Looking for some advice / recommendations / considerations on running OPNsense on bare metal vs virtualized, and if virtualized how best to do so.
I currently have OPNsense running bare metal on a Protectli FW6E Vault, with the following specs:
- Intel i7-8550U CPU @ 1.80GHz
- 120GB mSATA (1% utilization)
- 16GB RAM (6.5% utilization)
- 6 Gigabit Ethernet NIC ports
The Vault running OPNsense is the primary firewall and router, any wireless devices connect through a dumb AP running OpenWRT. Connected over Ethernet I have a RPi running HomeAssistant OS (would probably also move to virtual if that’s the chosen direction) as well as a TrueNAS setup.

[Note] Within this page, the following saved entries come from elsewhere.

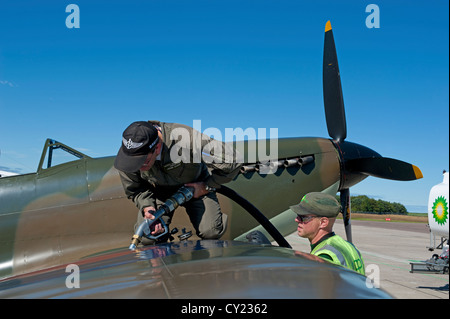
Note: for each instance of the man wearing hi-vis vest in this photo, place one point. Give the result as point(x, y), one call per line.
point(316, 214)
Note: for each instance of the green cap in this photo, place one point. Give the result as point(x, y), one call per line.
point(319, 204)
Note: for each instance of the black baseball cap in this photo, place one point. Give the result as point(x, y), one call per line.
point(138, 140)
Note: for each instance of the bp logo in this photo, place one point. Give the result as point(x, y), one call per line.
point(440, 210)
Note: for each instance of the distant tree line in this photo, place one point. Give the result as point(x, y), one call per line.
point(364, 204)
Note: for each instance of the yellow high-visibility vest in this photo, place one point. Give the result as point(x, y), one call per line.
point(341, 253)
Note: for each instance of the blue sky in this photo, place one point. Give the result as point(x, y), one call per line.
point(249, 64)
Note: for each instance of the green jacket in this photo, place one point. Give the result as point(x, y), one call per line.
point(336, 250)
point(185, 157)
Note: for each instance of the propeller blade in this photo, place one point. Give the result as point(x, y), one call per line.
point(346, 213)
point(332, 89)
point(384, 167)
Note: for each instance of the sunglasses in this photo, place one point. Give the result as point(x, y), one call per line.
point(305, 219)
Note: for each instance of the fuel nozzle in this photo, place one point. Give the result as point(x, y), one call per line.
point(183, 195)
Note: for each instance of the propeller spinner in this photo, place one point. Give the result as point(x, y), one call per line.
point(357, 161)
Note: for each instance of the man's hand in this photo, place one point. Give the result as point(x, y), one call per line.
point(156, 228)
point(199, 189)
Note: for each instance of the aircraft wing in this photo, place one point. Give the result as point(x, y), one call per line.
point(211, 269)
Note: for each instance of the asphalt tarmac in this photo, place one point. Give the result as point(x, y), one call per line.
point(387, 249)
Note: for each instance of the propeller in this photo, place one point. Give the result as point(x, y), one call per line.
point(357, 161)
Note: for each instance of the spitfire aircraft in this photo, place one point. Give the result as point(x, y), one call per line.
point(76, 213)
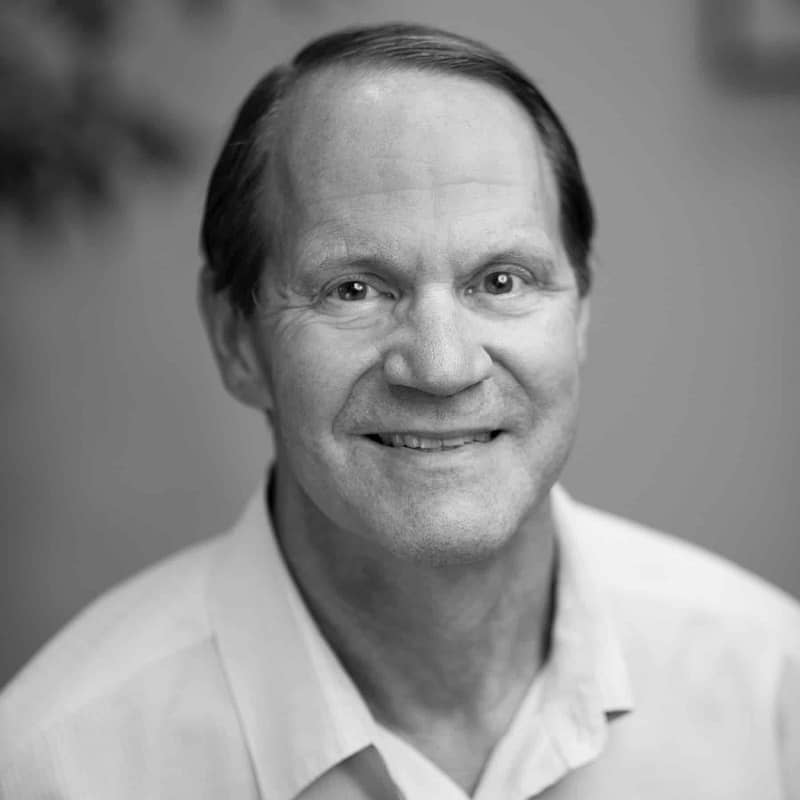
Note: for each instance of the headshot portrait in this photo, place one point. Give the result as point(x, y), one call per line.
point(432, 437)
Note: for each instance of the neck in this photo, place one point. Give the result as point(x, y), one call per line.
point(432, 648)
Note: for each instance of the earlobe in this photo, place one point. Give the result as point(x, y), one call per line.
point(231, 338)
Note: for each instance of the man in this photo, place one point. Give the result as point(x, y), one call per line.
point(397, 238)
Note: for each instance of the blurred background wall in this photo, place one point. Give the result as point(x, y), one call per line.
point(121, 445)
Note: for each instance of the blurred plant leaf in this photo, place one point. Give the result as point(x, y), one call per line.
point(70, 129)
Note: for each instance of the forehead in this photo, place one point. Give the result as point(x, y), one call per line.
point(410, 149)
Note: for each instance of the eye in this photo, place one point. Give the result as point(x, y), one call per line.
point(352, 290)
point(498, 283)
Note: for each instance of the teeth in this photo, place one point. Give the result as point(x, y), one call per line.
point(429, 443)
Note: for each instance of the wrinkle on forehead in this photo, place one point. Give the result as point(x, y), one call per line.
point(372, 142)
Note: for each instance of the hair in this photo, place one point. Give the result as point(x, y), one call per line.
point(236, 238)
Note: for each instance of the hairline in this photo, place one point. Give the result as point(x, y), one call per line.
point(276, 125)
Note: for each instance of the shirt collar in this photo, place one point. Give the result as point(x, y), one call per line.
point(302, 715)
point(299, 710)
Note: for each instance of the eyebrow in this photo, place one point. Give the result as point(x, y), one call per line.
point(515, 247)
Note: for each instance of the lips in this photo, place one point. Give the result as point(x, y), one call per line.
point(415, 441)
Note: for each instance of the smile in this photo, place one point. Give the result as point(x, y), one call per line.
point(414, 441)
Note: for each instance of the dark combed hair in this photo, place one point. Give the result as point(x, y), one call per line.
point(236, 239)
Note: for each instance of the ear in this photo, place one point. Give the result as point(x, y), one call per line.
point(582, 327)
point(236, 349)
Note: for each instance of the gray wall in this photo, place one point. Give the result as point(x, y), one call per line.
point(122, 446)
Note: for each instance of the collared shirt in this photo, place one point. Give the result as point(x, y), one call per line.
point(671, 674)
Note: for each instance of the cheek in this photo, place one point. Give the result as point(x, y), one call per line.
point(545, 360)
point(313, 371)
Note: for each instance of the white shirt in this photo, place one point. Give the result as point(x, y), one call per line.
point(671, 674)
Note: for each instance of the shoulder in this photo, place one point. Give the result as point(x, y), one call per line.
point(127, 640)
point(648, 572)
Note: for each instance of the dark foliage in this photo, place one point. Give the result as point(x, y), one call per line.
point(70, 129)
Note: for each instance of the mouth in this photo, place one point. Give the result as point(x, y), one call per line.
point(433, 443)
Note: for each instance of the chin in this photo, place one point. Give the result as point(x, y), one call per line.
point(447, 536)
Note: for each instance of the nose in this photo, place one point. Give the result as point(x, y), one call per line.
point(435, 349)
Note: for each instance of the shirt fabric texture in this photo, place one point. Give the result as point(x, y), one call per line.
point(671, 674)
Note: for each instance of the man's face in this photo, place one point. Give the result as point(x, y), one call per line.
point(419, 341)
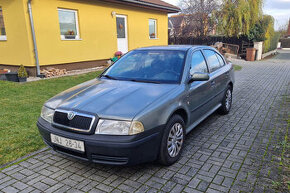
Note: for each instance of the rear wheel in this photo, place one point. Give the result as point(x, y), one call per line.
point(226, 102)
point(172, 141)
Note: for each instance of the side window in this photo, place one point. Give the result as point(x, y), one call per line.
point(212, 60)
point(198, 63)
point(222, 62)
point(68, 23)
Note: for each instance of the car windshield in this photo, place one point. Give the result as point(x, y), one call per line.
point(155, 66)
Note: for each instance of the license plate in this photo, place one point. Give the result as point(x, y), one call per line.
point(69, 143)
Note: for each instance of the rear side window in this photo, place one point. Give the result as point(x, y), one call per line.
point(212, 60)
point(198, 63)
point(222, 63)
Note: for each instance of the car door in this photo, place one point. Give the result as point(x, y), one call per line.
point(199, 91)
point(217, 76)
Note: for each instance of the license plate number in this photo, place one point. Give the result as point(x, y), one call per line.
point(69, 143)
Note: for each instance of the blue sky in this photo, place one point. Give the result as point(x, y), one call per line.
point(279, 9)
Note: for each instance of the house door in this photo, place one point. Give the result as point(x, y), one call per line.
point(122, 34)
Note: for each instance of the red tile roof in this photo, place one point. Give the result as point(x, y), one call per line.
point(154, 4)
point(162, 3)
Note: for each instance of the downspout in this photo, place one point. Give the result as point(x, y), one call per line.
point(33, 38)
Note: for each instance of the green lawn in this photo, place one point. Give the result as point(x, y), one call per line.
point(20, 106)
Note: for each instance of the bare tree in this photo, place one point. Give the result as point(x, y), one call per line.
point(199, 20)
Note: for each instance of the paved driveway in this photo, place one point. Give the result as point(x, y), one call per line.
point(236, 152)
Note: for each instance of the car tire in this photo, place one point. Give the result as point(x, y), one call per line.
point(172, 141)
point(226, 102)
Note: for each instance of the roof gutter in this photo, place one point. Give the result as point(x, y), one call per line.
point(152, 5)
point(33, 37)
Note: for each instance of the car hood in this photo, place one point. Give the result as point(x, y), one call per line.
point(110, 98)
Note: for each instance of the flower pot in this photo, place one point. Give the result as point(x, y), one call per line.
point(22, 79)
point(251, 54)
point(12, 76)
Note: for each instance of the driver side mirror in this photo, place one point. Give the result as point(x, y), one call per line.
point(199, 76)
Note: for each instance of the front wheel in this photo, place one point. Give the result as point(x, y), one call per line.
point(226, 102)
point(172, 141)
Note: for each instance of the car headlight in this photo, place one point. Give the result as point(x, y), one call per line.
point(113, 127)
point(47, 114)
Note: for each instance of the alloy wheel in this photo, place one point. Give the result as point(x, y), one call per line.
point(175, 140)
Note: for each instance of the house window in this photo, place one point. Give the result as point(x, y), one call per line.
point(2, 27)
point(68, 22)
point(152, 28)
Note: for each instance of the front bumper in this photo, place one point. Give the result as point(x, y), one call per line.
point(108, 149)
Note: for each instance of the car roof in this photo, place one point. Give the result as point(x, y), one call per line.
point(174, 47)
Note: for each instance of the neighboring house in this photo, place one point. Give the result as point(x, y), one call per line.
point(78, 34)
point(184, 25)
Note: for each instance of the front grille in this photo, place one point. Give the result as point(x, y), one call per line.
point(79, 122)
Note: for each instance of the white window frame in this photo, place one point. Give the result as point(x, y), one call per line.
point(76, 20)
point(3, 37)
point(155, 21)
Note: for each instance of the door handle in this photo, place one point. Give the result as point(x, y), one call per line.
point(227, 74)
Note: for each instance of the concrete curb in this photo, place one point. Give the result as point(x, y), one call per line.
point(23, 158)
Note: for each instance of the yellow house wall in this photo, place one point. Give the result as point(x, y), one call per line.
point(17, 49)
point(97, 30)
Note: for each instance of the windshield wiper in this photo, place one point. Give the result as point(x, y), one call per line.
point(145, 81)
point(109, 77)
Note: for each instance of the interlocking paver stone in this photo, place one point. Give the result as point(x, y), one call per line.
point(229, 153)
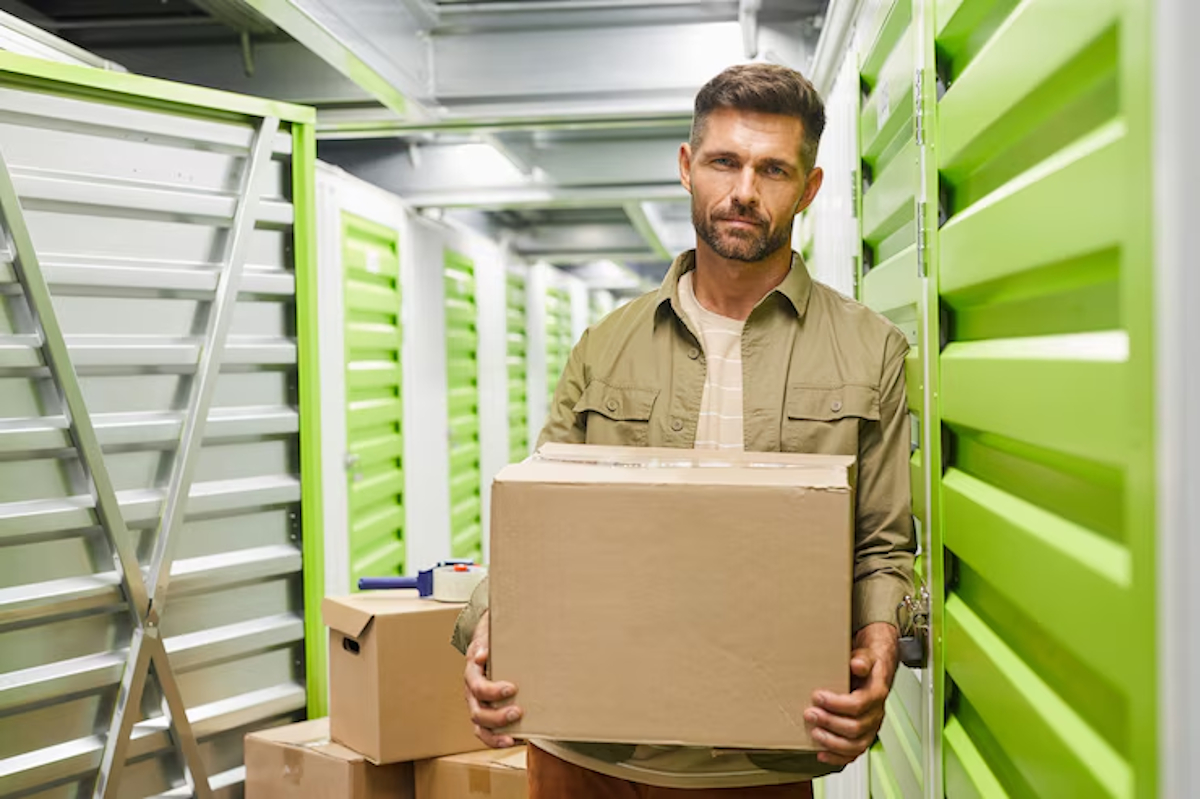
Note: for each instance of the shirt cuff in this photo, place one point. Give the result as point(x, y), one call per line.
point(876, 599)
point(465, 629)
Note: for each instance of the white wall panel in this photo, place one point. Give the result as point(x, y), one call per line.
point(133, 240)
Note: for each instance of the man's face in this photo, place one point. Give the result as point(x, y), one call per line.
point(747, 182)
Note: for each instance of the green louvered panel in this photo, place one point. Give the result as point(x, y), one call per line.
point(597, 311)
point(375, 407)
point(462, 400)
point(893, 286)
point(1045, 392)
point(517, 368)
point(558, 336)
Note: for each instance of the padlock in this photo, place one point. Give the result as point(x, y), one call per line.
point(912, 620)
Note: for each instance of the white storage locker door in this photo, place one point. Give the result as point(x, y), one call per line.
point(426, 413)
point(150, 382)
point(345, 205)
point(491, 305)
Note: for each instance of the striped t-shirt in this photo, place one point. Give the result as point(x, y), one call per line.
point(720, 406)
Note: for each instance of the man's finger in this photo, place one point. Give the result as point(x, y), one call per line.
point(853, 704)
point(841, 726)
point(484, 689)
point(835, 760)
point(491, 718)
point(849, 748)
point(492, 740)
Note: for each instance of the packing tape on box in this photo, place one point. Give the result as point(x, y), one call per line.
point(456, 583)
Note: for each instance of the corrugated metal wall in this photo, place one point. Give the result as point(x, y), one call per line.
point(1045, 388)
point(375, 410)
point(517, 365)
point(892, 284)
point(1009, 236)
point(462, 370)
point(131, 215)
point(558, 335)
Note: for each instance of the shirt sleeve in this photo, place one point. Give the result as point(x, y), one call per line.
point(563, 426)
point(885, 540)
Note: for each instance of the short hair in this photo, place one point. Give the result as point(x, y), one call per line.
point(767, 89)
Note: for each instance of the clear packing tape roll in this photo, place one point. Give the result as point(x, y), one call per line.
point(456, 583)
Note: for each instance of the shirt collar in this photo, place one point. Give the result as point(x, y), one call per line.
point(796, 288)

How much of a performance hit would be expected running in some sort of container vs the current bare metal setup? Are there any other concerns with running the main firewall / router virtually vs bare metal to take into account?
I virtualized my OPNsense years ago via Proxmox and put it on HA. I’ve had it failover to another node that blinked out for some reason, and not noticed it for weeks. I’m a complete believer in virtualizing it. I used 2 nics per node and the external NIC is on a switch across all nodes. YOu could use VLANs instead.
Not to mention the snapshots before updates, and restoring via PBS (which I’ve had to do and takes a few minutes). I would never go back to bare metal.